Playing back data transparently, whatever the bit-lenght or sample rate is not a problem. It is the conversion process of said data back to analog where DSPs with their inherent problems are introduced.
Unless you've ment the non-oversampling D to A process, of course.

OK fine I didn't consider the D/A as a DSP, I thought you meant the behind the scenes conversion of everything to 48K that folks complain about. And yes there are NOS DAC's, that I see folks raving about here all the time. I have to assume what comes out is not horrifying.
 
Still looking for a response about doing some hires manipulation ... I've found a "purist" online hires recording of Steinway playing, with tremendous dynamic range, downloaded that and found a very quiet passage, amplified that by 50dB - a very clear piano note, but a lot of electronics hiss, the noise floor of the recording chain is strongly evident. So to do a fair challenge I need an even quieter recording - any offers ... ?
 
Go Richard go! 24 bit today, 32 bit tomorrow! It is the the direction of PROGRESS! I can barely tolerate 16 bit, except for a FEW CD's, perhaps I need better digital playback. I'm sure it would help, but today I again listened to vinyl. I pulled out a 30 year old recording of a direct disc vinyl that used to be a demo record in 1987 at a now defunct hi fi store in Berkeley. Sounded great! Even with a few scratches, the essence is preserved virtually completely.
 
Why 32 bit ?

I was just looking at my "chain". :D
My FLAC/MP3 convertor and soundcard support
16-32 bit , my DSP's are all 32 bit .
Besides my virtual synths (32 bit) all my music is 16bit.

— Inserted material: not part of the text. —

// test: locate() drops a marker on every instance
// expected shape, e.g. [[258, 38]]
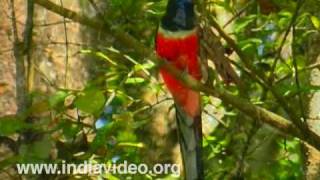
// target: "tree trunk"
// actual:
[[312, 156]]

If I get any DAC short of an ESS "Sabre" , my sound card is just
going to downsample to 24bit anyways ? (or just run the
16bit flac straight to the dac)

Why would I need 32bit ? 24 can "describe " quite a complex waveform.
My virtual synth is 32bit and can virtualize quite the waveform.
But I think they just standardized with the main stream DSP/VST (32bit)
for software compatibility.

Same goes for 32/64 Win7. Short of my daughter's Maple software ,32bit W7
is the same as W7-64. I DO have 64bit on everything , as everything is new.

So , is this just another "mine is longer" argument ??:D

OS
 
Yes, it is. If one does any serious analysis of things, and plays with waveforms, and listens to them, in waveform editors then it is very obvious that 44.1/16 is perfectly adequate for retaining the information in any sort of reasonable music. But many people, it seems :D, can't make the jump to understanding that their circuitry may do a somewhat rough job of turning that Red Book information into "clean" analogue sound - confusing the two issues is not helping anything ... !!